From time to time, I have to dig into some customers’ profiler traces to figure out why their site is slow (yeah, if you follow me, you’d know that’s kind of my main job). There are multiple issues that can eat your website performance for breakfast, from loading too much content, to unmaintained database indexes. While my blog does not cover everything, I think you can get a good grasp of what mistakes to avoid.
But sometimes the problem might come from a 3rd party library/framework. It’s not new, as we have seen it with A curious case of memory dump diagnostic: How Stackify can cause troubles to your site – Quan Mai’s blog (vimvq1987.com). The problem with those types of issues is that they are usually overlooked.
The library we’ll be investigating today would be Maxmind.db. To be honest, I’ve never used it my own, but it seems to be a very popular choice to geography-map the visitors. It’s usually used by Optimizely sites for that purpose, using VisitorGroup (which is why it came under my radar).
For several sites that use it, it seems more often than not stuck in this stack
It’s essentially to think that CreateActivator
is doing something heavy here (evidently with the LambdaCompiler.Compile
part. A peek from decompiling actually shows that yes, it’s heavy. I’m not quite sure I can post the decompiled code here without violating any agreement (I did, in fact, accepted no agreement at this point), but it’s quite straightforward code: TypeActivatorCreator
uses reflection to get the constructors of the Type
passed to it, to sees if there is any constructor decorated with MaxMind.Db.Constructor
attribute, then prepares some parameters, and creates an LambdaExpression
that would create an instance of that Type
, using found constructor (which is a good thing because a compiled expression would perform much better than just a reflection call).
(I’m using Mindmax.db 2.0.0, for the record)
The code is straightforward, but it is also slow – as any code which involves reflection and lambda compilation would be. The essential step would be to cache any result of this. This is actually a very good place to cache. The number of types are fixed during runtime (except for very edge cases where you dynamically create new types), so you won’t have to worry about cache invalidation. The cache would significantly improve the performance of above code.

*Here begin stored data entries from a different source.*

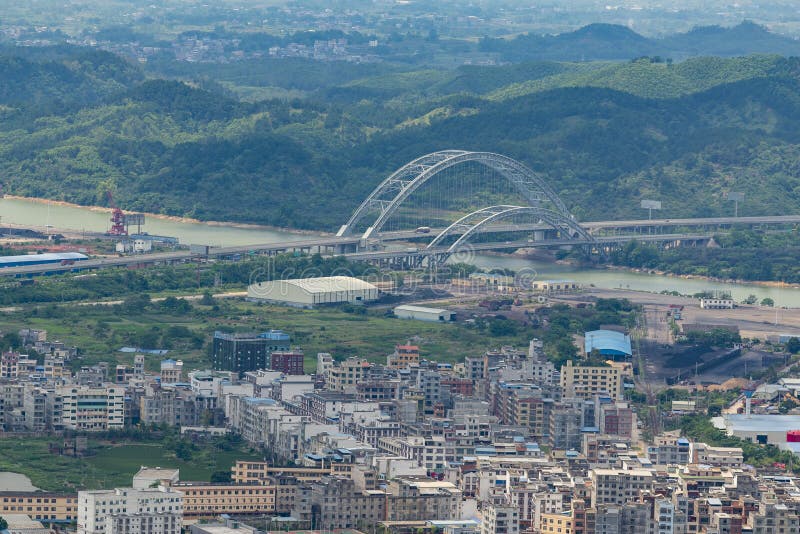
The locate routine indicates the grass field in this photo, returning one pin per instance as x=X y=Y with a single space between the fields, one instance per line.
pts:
x=99 y=332
x=111 y=465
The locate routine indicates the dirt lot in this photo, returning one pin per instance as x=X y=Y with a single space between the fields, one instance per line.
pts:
x=753 y=321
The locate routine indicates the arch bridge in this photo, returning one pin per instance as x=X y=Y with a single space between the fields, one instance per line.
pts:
x=540 y=203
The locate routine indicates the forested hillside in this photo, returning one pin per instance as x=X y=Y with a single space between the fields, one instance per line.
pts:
x=74 y=123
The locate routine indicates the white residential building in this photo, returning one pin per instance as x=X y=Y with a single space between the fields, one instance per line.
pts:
x=92 y=409
x=130 y=511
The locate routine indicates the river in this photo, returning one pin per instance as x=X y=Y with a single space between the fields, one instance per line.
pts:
x=31 y=213
x=41 y=215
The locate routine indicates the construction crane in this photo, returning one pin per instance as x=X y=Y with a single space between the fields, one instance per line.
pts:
x=117 y=218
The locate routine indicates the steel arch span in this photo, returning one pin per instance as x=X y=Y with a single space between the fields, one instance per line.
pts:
x=390 y=194
x=472 y=224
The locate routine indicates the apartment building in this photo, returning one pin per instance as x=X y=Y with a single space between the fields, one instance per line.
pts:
x=587 y=382
x=92 y=409
x=130 y=511
x=201 y=500
x=345 y=376
x=500 y=519
x=619 y=486
x=42 y=506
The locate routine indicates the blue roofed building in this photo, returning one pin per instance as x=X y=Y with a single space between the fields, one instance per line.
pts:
x=42 y=259
x=608 y=343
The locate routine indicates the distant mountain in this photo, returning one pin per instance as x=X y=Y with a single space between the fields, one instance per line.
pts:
x=50 y=78
x=746 y=38
x=605 y=134
x=614 y=42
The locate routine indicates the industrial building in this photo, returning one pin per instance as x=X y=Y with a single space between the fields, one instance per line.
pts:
x=310 y=292
x=246 y=352
x=42 y=259
x=421 y=313
x=717 y=304
x=608 y=343
x=289 y=363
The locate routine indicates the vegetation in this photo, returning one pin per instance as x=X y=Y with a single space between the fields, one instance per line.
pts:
x=76 y=123
x=699 y=427
x=740 y=256
x=112 y=460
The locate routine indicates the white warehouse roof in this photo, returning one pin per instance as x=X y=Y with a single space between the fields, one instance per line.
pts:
x=308 y=292
x=328 y=284
x=421 y=309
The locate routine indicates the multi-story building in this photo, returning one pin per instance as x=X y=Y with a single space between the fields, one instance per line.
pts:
x=404 y=356
x=92 y=409
x=345 y=376
x=41 y=408
x=588 y=382
x=774 y=517
x=246 y=352
x=557 y=523
x=169 y=405
x=501 y=518
x=42 y=506
x=130 y=511
x=619 y=486
x=335 y=503
x=617 y=420
x=420 y=498
x=717 y=456
x=171 y=371
x=9 y=364
x=669 y=449
x=287 y=362
x=565 y=426
x=202 y=500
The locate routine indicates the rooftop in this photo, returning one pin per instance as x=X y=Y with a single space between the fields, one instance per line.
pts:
x=607 y=341
x=49 y=256
x=328 y=284
x=421 y=309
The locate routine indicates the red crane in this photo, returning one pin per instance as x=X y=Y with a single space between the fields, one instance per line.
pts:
x=117 y=218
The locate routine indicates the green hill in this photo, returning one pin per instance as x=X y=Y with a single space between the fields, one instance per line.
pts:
x=604 y=134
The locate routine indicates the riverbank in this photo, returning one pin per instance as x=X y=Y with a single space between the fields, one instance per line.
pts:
x=163 y=217
x=656 y=272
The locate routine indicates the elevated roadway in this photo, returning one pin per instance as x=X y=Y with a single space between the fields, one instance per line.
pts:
x=333 y=245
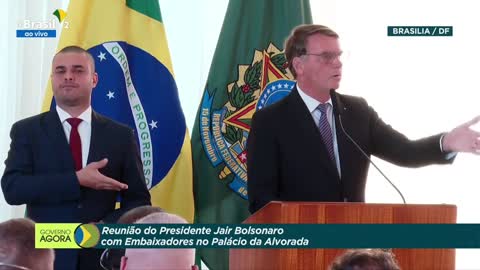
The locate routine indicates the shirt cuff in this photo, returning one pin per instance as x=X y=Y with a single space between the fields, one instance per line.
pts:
x=448 y=155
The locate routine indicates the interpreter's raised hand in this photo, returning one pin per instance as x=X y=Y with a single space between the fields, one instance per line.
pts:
x=90 y=177
x=463 y=138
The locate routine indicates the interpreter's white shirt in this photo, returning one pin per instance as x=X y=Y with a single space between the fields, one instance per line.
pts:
x=84 y=129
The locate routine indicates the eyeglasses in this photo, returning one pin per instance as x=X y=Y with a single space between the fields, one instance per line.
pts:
x=329 y=57
x=110 y=259
x=14 y=266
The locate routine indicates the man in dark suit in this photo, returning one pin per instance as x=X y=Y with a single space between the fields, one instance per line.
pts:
x=297 y=149
x=70 y=163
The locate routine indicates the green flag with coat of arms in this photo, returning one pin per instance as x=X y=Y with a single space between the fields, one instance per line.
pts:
x=248 y=72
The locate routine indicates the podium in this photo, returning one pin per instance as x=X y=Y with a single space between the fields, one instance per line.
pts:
x=325 y=213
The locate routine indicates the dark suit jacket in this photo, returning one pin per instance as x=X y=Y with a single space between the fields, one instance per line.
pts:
x=287 y=160
x=40 y=173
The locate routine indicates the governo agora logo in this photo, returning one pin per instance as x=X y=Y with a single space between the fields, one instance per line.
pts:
x=224 y=130
x=87 y=235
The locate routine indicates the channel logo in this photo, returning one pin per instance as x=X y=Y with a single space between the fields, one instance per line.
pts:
x=55 y=235
x=60 y=14
x=28 y=28
x=87 y=235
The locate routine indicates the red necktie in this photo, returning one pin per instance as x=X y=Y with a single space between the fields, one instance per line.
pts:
x=75 y=142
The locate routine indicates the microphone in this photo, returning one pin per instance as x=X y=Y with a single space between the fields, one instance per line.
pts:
x=339 y=111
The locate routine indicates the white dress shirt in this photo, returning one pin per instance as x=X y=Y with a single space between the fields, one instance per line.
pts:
x=84 y=129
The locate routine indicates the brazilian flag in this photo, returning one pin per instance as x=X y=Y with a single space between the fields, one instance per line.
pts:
x=137 y=87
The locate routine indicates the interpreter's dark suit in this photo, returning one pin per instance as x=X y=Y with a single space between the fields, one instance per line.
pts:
x=40 y=173
x=287 y=160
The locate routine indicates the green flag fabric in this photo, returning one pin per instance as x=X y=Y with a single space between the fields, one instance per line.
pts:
x=248 y=72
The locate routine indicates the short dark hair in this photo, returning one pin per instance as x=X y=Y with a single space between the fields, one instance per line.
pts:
x=77 y=49
x=363 y=259
x=296 y=42
x=17 y=243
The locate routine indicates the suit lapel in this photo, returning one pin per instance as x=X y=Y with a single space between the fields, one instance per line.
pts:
x=303 y=118
x=96 y=139
x=344 y=144
x=56 y=135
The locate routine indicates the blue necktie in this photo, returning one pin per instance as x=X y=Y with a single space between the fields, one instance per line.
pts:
x=326 y=132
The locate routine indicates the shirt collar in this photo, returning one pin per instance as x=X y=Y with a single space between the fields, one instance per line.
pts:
x=86 y=116
x=311 y=103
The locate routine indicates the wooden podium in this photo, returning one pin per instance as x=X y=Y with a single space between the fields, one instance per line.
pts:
x=324 y=213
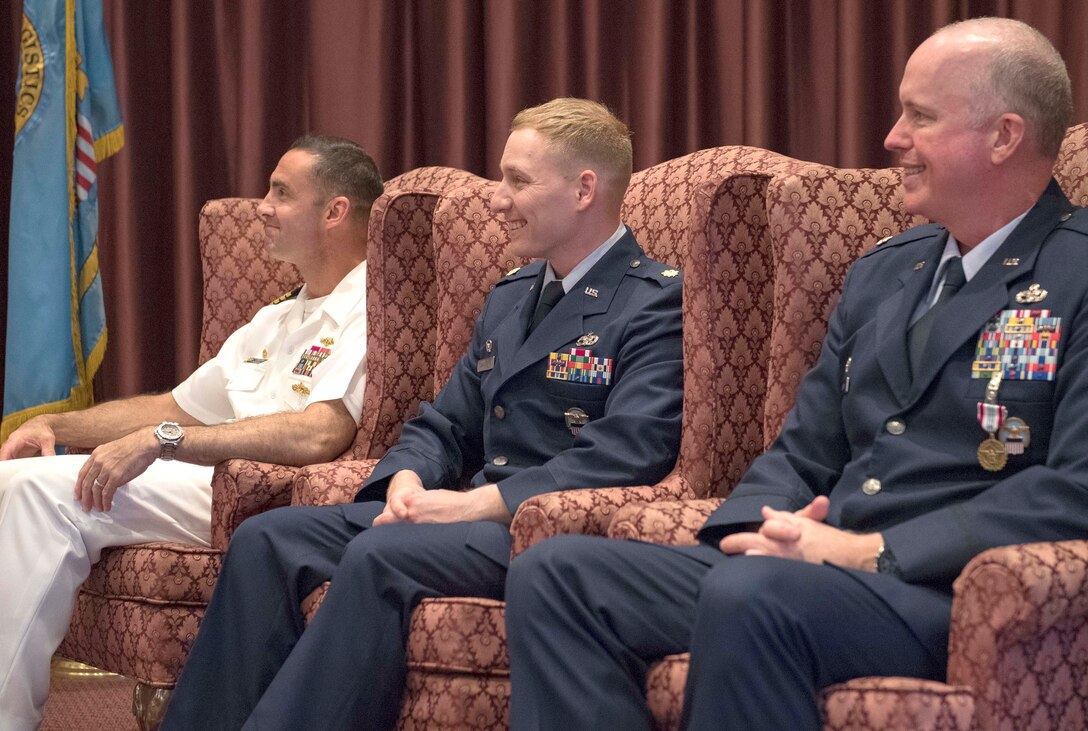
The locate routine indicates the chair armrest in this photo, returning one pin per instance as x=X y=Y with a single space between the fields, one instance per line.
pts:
x=579 y=511
x=674 y=522
x=331 y=483
x=243 y=487
x=1020 y=618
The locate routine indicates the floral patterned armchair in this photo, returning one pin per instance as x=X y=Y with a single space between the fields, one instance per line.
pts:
x=704 y=212
x=139 y=609
x=1020 y=617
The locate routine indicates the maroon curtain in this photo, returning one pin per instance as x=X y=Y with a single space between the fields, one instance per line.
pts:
x=213 y=91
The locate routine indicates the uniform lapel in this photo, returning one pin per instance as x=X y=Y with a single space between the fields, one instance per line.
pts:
x=988 y=290
x=566 y=321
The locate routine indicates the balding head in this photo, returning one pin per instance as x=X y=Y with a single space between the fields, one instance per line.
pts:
x=1015 y=70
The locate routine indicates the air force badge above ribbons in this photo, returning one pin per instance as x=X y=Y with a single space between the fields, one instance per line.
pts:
x=579 y=366
x=1021 y=344
x=311 y=359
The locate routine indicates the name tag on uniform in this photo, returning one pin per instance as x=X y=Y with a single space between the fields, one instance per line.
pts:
x=311 y=359
x=1021 y=344
x=579 y=366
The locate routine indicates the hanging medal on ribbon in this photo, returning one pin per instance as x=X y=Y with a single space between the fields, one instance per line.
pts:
x=991 y=416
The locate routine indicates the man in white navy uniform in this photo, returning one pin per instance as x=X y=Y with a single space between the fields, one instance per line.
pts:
x=578 y=391
x=905 y=455
x=286 y=387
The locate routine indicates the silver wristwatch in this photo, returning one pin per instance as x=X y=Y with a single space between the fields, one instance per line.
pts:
x=170 y=434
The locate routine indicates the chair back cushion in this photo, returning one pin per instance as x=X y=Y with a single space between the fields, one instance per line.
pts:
x=470 y=256
x=1072 y=166
x=400 y=305
x=821 y=219
x=239 y=277
x=705 y=212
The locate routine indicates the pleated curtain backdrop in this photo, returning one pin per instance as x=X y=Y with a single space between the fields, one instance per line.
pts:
x=214 y=90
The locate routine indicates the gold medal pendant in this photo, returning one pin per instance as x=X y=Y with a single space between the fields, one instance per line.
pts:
x=992 y=455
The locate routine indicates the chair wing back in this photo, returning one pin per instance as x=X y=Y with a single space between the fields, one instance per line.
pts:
x=239 y=277
x=821 y=219
x=1072 y=166
x=705 y=212
x=470 y=256
x=400 y=305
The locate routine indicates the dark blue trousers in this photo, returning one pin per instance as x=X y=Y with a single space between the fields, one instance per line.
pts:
x=586 y=617
x=252 y=666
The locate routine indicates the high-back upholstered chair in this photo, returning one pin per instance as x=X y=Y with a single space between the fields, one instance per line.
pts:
x=703 y=212
x=138 y=611
x=1020 y=617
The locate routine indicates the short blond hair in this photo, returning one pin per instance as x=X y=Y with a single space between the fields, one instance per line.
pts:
x=585 y=129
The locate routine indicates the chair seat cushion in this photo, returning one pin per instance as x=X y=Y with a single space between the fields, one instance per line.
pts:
x=461 y=635
x=865 y=703
x=156 y=573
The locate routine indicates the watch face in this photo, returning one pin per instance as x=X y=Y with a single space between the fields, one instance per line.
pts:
x=170 y=431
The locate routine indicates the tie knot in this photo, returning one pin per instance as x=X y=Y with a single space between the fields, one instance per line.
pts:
x=954 y=275
x=553 y=293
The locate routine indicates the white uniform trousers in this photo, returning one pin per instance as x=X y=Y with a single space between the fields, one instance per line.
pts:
x=48 y=545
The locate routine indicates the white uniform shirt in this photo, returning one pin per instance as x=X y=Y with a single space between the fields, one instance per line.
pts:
x=282 y=360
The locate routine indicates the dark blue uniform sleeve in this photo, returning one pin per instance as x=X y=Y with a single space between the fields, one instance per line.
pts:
x=806 y=459
x=637 y=440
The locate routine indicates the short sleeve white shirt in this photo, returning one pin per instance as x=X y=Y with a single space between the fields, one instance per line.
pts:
x=283 y=360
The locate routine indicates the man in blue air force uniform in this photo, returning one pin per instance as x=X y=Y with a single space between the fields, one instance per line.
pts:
x=946 y=414
x=572 y=379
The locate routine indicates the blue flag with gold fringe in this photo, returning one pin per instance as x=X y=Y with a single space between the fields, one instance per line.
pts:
x=66 y=122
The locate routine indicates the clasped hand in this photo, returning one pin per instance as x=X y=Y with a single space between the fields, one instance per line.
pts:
x=114 y=465
x=804 y=536
x=407 y=500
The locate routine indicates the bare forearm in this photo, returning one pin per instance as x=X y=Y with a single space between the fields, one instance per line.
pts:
x=319 y=434
x=112 y=420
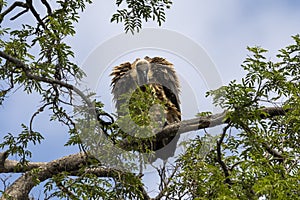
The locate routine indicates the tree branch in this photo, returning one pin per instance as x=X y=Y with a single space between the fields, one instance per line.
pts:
x=43 y=171
x=186 y=126
x=12 y=7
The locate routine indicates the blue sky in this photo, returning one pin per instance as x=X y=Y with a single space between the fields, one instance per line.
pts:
x=223 y=28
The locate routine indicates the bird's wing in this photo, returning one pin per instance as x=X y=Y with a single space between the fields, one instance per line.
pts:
x=122 y=82
x=163 y=73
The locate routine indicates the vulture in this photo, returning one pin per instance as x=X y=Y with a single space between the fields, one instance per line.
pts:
x=147 y=90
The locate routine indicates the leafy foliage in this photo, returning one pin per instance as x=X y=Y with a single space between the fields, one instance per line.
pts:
x=254 y=157
x=135 y=11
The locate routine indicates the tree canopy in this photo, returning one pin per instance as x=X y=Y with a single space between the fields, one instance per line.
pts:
x=256 y=154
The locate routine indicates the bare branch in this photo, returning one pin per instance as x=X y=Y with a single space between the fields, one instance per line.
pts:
x=12 y=7
x=49 y=10
x=186 y=126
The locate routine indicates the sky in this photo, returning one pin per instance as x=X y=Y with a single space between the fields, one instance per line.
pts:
x=222 y=29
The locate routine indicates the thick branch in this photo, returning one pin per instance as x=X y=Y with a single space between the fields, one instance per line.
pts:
x=184 y=127
x=12 y=7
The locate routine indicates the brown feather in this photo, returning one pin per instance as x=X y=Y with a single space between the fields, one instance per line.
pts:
x=163 y=82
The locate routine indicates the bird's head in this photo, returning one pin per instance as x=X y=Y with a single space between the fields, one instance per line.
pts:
x=142 y=68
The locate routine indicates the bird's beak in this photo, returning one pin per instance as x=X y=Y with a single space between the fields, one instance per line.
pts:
x=144 y=78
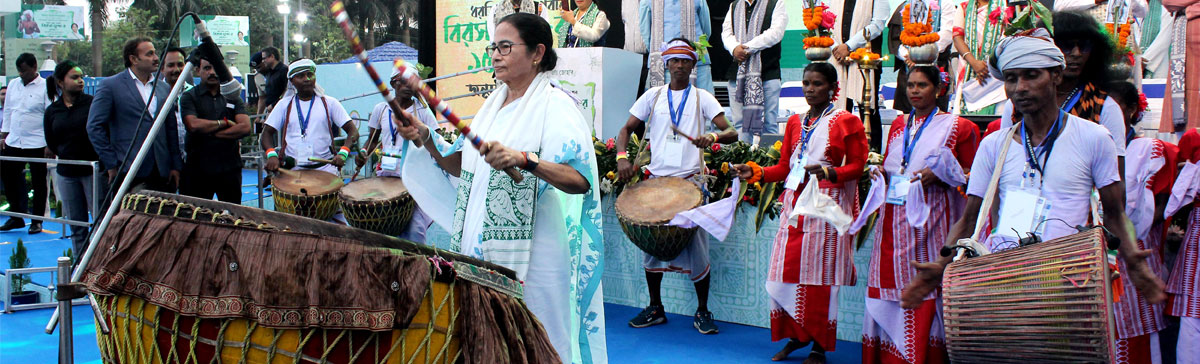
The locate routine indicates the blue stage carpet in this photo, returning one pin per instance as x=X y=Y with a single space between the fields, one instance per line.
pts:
x=677 y=341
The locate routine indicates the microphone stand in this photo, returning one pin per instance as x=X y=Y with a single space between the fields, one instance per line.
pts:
x=229 y=87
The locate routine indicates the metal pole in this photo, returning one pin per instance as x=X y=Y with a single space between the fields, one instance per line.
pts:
x=286 y=39
x=125 y=184
x=259 y=157
x=66 y=345
x=95 y=194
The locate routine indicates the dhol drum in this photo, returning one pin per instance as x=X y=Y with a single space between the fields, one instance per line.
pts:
x=310 y=194
x=1044 y=303
x=186 y=280
x=645 y=209
x=381 y=204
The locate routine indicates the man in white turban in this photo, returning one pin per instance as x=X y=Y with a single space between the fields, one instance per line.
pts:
x=307 y=123
x=1054 y=159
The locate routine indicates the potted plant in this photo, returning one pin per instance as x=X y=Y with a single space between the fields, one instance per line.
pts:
x=19 y=258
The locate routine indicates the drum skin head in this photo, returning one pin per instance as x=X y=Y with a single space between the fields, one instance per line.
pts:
x=375 y=189
x=307 y=183
x=657 y=201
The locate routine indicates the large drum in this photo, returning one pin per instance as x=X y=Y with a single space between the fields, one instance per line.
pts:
x=310 y=194
x=1044 y=303
x=645 y=209
x=381 y=204
x=186 y=280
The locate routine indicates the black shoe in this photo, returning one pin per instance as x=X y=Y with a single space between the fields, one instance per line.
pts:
x=649 y=316
x=705 y=323
x=12 y=224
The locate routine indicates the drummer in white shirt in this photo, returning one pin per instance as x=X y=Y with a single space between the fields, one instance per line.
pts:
x=687 y=108
x=394 y=148
x=310 y=125
x=1054 y=159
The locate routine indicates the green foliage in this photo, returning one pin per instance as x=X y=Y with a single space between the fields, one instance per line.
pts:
x=19 y=258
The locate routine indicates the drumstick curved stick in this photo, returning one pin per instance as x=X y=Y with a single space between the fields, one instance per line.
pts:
x=444 y=109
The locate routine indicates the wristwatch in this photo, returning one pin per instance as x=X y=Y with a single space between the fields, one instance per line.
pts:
x=531 y=161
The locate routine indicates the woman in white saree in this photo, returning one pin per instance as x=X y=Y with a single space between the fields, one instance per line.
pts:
x=545 y=227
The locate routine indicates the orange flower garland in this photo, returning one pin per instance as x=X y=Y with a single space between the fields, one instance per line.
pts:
x=917 y=34
x=1121 y=34
x=862 y=53
x=809 y=42
x=813 y=17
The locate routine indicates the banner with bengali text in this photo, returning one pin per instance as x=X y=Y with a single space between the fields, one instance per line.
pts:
x=461 y=35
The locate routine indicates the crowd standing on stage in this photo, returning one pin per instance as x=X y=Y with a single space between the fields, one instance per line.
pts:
x=1068 y=126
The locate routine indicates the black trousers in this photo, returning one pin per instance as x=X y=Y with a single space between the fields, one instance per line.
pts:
x=12 y=174
x=226 y=185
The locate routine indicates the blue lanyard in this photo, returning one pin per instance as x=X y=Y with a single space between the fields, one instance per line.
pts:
x=808 y=133
x=677 y=115
x=391 y=126
x=909 y=147
x=1071 y=101
x=303 y=118
x=1039 y=160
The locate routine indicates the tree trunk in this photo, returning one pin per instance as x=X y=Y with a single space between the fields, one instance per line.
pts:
x=97 y=40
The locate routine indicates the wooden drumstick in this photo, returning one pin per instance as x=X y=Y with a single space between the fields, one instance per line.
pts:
x=312 y=159
x=444 y=109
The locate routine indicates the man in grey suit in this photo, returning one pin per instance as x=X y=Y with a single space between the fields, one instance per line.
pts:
x=114 y=114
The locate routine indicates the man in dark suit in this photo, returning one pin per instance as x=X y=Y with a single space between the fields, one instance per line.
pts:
x=114 y=114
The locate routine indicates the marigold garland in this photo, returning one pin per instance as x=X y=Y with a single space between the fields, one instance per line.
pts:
x=861 y=53
x=1121 y=34
x=813 y=17
x=917 y=34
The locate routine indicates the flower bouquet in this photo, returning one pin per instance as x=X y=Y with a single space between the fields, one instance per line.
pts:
x=820 y=22
x=918 y=33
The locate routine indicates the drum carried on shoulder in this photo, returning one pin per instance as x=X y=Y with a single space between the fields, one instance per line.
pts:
x=306 y=192
x=645 y=209
x=1043 y=303
x=187 y=280
x=381 y=204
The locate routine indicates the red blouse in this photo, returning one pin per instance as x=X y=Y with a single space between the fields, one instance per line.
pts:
x=965 y=141
x=847 y=145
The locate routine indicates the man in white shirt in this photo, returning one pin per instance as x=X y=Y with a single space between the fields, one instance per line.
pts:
x=309 y=121
x=753 y=31
x=23 y=136
x=1053 y=157
x=687 y=108
x=394 y=148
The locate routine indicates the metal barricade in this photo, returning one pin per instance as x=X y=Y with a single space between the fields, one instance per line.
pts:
x=95 y=208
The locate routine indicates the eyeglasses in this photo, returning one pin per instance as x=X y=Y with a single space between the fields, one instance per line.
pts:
x=502 y=48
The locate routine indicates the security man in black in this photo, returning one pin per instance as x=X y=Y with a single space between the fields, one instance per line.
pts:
x=215 y=125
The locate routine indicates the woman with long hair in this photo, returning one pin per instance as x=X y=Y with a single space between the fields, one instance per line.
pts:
x=66 y=135
x=810 y=260
x=933 y=148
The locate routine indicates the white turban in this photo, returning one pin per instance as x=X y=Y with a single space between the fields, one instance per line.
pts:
x=300 y=66
x=409 y=71
x=1026 y=49
x=297 y=67
x=678 y=49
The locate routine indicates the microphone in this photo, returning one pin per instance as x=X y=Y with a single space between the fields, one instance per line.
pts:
x=288 y=162
x=209 y=51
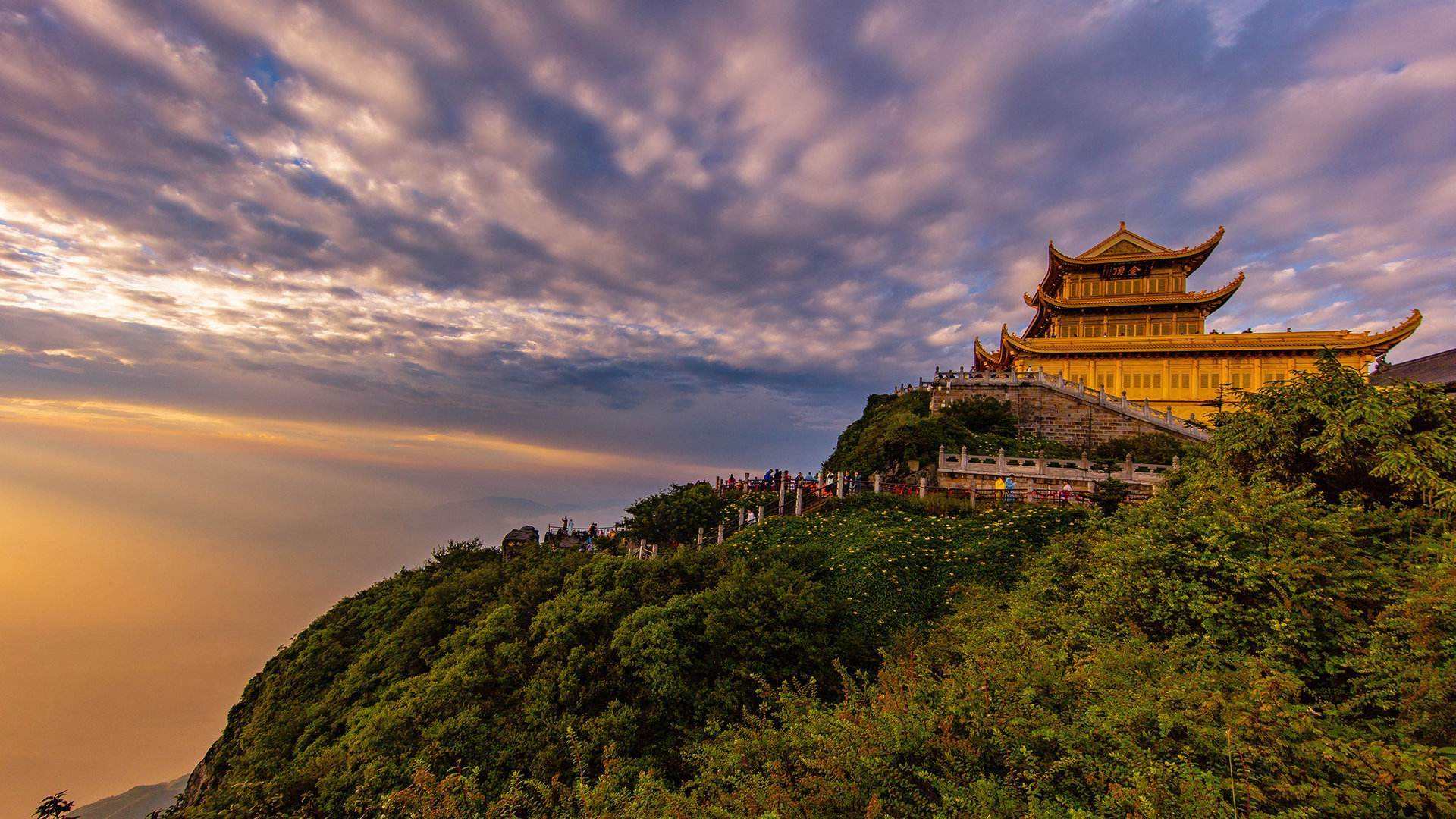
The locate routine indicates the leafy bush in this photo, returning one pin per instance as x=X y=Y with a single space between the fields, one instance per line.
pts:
x=897 y=428
x=674 y=516
x=1332 y=428
x=1272 y=634
x=1147 y=447
x=478 y=682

And in TypeActivatorCreator
there is a cache for it. It is a simple ConcurrentDictionary<Type, TypeActivator>
, which would return an TypeActivator
if the Type
was requested before, or create one and cache it, it it hasn’t been. As I said, this is a very good place to add cache to this.
There is a cache for that, which is good. However, the very important tidbit here is that the dictionary is not static. That means, the cache only works, if the class is registered as Singleton (by itself, or by another class down the dependency chain), meaning, only one of the instance is created and shared between thread (which is why the ConcurrentDictionary part is important).
But except it’s not.
When I look at a memory dump that collected for a customer that is using Maxmind.db, this is what I got:
0:000> !dumpheap -stat -type TypeAcivatorCreator
Statistics:
MT Count TotalSize Class Name
00007ffa920f67e0 1 24 MaxMind.Db.TypeAcivatorCreator+<>c
00007ffa920f6500 147 3528 MaxMind.Db.TypeAcivatorCreator
Total 148 objects
So there were 147 instances of TypeAcivatorCreator
. Note that this is only the number of existing instances. There might be other instances that were disposed and garbaged by CLR.
Now it’s clear why it has been performing bad. For supposedly every request, a new instance of TypeActivatorCreator
is created, and therefore its internal cache is simply empty (it is just newly created, too). Therefore each of request will go through the expensive path of CreateActivator
, and performance suffers.
The obvious fix here is to make the dictionary static, or making the TypeActivatorCreator
class Singleton. I don’t have the full source code of Mindmax.Db to determine which is better, but I’d be leaning toward the former.
Moral of the story:
- Caching is very, very important, especially when you are dealing with reflection and lambda compilation
- You can get it right 99%, but the 1% left could still destroy performance.
Update:
I reached out to Maxmind.db regarding this issue on November 9th, 2021
About 6h later they replied with this
I was at first confused, then somewhat disappointed. It is a small thing to fix to improve overall performance, rather than relying on/expecting customers to do what you say in documentation. But well, let’s just say we have different opinions.